Plant species richness in mountain forests of the Bavarian Alps

Pages 594-603 | Published online: 21 Nov 2008
 

Abstract

Based on a stratified random sample of 93 vegetation plots (144 m2) from montane and subalpine climax forests in a representative section through the Bavarian Alps, spatial pattern and environmental correlates of species density of trees, vascular understorey and epigeic bryophytes were analysed. Detecting landscape scale patterns in beta- and gamma-diversity based on interpretation of rarefaction curves proved to be difficult in a sample that had been stratified by ecological criteria. In 144 m2 plots tree species density (5 ± 2.0, max. 10) declined with elevation and increased with stand age (multiple R 2 = 0.557).
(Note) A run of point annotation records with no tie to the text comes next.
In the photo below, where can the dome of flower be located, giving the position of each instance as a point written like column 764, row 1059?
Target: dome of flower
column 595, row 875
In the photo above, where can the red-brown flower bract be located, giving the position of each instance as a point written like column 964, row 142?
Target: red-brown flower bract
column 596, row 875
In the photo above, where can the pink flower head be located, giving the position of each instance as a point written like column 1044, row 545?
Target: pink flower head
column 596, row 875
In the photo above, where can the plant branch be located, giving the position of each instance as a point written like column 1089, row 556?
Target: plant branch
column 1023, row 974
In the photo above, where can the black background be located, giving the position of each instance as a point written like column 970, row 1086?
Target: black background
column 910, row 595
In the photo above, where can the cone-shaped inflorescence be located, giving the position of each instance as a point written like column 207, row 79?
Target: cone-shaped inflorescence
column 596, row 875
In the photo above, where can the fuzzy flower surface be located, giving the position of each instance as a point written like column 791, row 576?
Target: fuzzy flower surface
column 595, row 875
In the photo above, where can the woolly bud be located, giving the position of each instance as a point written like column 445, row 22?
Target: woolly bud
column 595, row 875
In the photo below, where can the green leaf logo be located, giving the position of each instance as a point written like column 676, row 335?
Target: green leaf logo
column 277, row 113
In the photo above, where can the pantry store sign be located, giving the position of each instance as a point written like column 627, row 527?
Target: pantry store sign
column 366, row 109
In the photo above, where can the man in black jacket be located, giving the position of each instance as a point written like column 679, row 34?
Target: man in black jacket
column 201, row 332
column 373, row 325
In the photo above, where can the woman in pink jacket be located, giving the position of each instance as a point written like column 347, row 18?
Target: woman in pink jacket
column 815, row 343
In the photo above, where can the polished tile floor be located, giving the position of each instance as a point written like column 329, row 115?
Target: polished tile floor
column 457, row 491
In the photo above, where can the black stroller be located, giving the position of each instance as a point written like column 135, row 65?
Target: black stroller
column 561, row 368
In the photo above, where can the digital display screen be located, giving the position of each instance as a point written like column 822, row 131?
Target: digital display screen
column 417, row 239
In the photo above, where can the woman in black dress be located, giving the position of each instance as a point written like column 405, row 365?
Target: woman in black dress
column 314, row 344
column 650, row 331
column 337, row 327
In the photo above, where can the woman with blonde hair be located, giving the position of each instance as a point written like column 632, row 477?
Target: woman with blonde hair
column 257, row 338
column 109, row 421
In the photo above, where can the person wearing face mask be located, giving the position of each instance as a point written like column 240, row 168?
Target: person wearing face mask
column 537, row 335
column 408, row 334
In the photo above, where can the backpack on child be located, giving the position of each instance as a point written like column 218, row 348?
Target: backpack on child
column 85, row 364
The latter effect can be attributed to the secular history of game management and browsing pressure, which has hindered the regeneration of species-rich tree stands since ca. 150 yr. Species density of the forest undergrowth reached remarkably high levels for vascular plants (42 ± 12.8, max. 69) and bryophytes (14 ± 6.0, max. 30) and strongly depended on cover of the respective layer in a unimodal pattern, suggesting to separate direct and indirect effects, mediated through the mass effect, in the subsequent construction of regression models. Multiple regression (R 2 = 0.47) revealed that vascular species density is limited chiefly through low plant cover, which in turn decreases with tree cover, elevation and soil quality, and secondly by species pools that contain larger numbers of species requiring high pH and ample light. Cover and direct effects had roughly equal weight in controlling bryophyte species density (R 2 = 0.57). Biomass depended on the proportion of conifers in the tree layer and on site quality, less fertile sites tending to have higher bryophyte cover. The increase of bryophyte species density with elevation was interpreted as an effect of a pool of largely boreal-subalpine species. The increase of species density with stand age suggests dispersal limitation and deserves further study.